Remarqué pour sa bravoure et son sens tactique, Wroblewski a été nommé par la Commune commandant des fortifications du sud de Paris, d’Ivry à Arcueil. Les parisiens peuvent lui faire confiance, l’enceinte est bien gardée.

Aux gardes nationaux se mêlent aussi des soldats des colonies qui ont rallié l’insurrection. La Commune a aussi annoncé la reformation du corps des Zouaves de la République, qui iront se battre aux côtés des insurgés. Crées en 1830 après la conquête de l’Algérie, les quatre régiments de Zouaves avaient été dissous après la défaite de Sedan.

Zouaves jouant aux cartes à Vincennes. Gouache anonyme, vers 1870

Paris accueille aussi un grand nombre de travailleurs immigrés, principalement de Suisse, de Belgique ou du Luxembourg. Ils sont concentrés dans les quartiers populaires, à La Villette, à Belleville, ou dans le XIIIème arrondissement.

Journaliers ou artisans pour la plupart, ils sont favorables à la Commune et n’hésitent pas à s’engager pour la défendre. Un comité a annoncé la formation d’une légion fédérale belge, qui entend participer à la défense de Paris et de la Commune !

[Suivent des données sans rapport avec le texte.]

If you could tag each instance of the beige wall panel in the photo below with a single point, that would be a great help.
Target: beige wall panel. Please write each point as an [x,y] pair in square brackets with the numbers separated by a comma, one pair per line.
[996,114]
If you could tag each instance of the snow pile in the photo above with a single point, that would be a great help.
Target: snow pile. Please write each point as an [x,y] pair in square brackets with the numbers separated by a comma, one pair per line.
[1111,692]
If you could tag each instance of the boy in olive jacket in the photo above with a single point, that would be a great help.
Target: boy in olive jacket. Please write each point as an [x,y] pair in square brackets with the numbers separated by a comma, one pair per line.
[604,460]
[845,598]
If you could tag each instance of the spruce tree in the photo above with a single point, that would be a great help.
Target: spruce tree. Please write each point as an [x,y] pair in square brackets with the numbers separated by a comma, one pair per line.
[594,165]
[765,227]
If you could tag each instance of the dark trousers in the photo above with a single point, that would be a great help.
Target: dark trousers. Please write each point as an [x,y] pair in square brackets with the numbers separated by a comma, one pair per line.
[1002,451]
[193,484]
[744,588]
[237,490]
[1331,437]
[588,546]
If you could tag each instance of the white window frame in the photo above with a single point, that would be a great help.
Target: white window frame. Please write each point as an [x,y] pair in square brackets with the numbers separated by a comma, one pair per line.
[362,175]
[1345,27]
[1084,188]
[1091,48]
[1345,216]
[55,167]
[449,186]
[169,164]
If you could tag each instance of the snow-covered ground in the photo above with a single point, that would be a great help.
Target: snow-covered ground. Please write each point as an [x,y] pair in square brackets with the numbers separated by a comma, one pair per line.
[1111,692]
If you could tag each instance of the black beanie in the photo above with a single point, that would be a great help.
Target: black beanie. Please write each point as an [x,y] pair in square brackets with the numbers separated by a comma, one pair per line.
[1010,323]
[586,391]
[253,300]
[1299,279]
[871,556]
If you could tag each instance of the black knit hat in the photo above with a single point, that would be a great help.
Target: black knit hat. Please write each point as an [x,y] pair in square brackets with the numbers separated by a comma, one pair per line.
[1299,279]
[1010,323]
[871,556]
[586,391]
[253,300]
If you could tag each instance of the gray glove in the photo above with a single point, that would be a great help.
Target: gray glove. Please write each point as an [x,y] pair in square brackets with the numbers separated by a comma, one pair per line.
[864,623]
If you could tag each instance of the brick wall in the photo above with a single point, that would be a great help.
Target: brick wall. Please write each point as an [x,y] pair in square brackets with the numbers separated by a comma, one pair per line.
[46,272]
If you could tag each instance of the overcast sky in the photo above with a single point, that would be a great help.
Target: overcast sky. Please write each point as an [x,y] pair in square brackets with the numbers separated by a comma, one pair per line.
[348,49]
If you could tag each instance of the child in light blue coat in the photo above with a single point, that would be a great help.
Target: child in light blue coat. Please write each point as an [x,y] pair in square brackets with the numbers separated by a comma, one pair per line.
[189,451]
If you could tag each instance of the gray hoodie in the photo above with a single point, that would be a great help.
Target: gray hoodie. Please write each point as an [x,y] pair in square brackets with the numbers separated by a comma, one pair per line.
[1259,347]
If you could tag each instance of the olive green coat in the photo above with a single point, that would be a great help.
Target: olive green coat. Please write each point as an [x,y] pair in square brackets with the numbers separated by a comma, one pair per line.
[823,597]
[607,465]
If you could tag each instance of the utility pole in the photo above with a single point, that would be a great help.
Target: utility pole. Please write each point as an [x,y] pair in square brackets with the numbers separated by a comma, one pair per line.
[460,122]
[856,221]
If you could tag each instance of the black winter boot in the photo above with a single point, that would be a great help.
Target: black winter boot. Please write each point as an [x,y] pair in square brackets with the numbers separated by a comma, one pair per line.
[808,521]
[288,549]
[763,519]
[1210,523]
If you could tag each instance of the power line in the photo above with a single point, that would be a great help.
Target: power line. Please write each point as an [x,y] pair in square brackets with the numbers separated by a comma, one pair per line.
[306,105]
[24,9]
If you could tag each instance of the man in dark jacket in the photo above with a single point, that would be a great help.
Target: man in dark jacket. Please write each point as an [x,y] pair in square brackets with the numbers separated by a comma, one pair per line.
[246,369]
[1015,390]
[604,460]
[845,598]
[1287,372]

Manifestation de Hyde Park, à Londres en soutien à la Commune de Paris le 16 avril 1871

Partout, surtout dans les milieux ouvriers, la Commune suscite l’espoir. Depuis Londres, le conseil général de l’AIT a aujourd’hui fait parvenir une lettre où elle apporte son soutien à la Commune de Paris. Les sections de l’Internationale organisent la solidarité, comme à New York où 3000 ouvriers manifestent en soutien à la Commune de Paris. Tous souhaitent aux parisiens de continuer leur juste combat. À nous de défendre la liberté et la république !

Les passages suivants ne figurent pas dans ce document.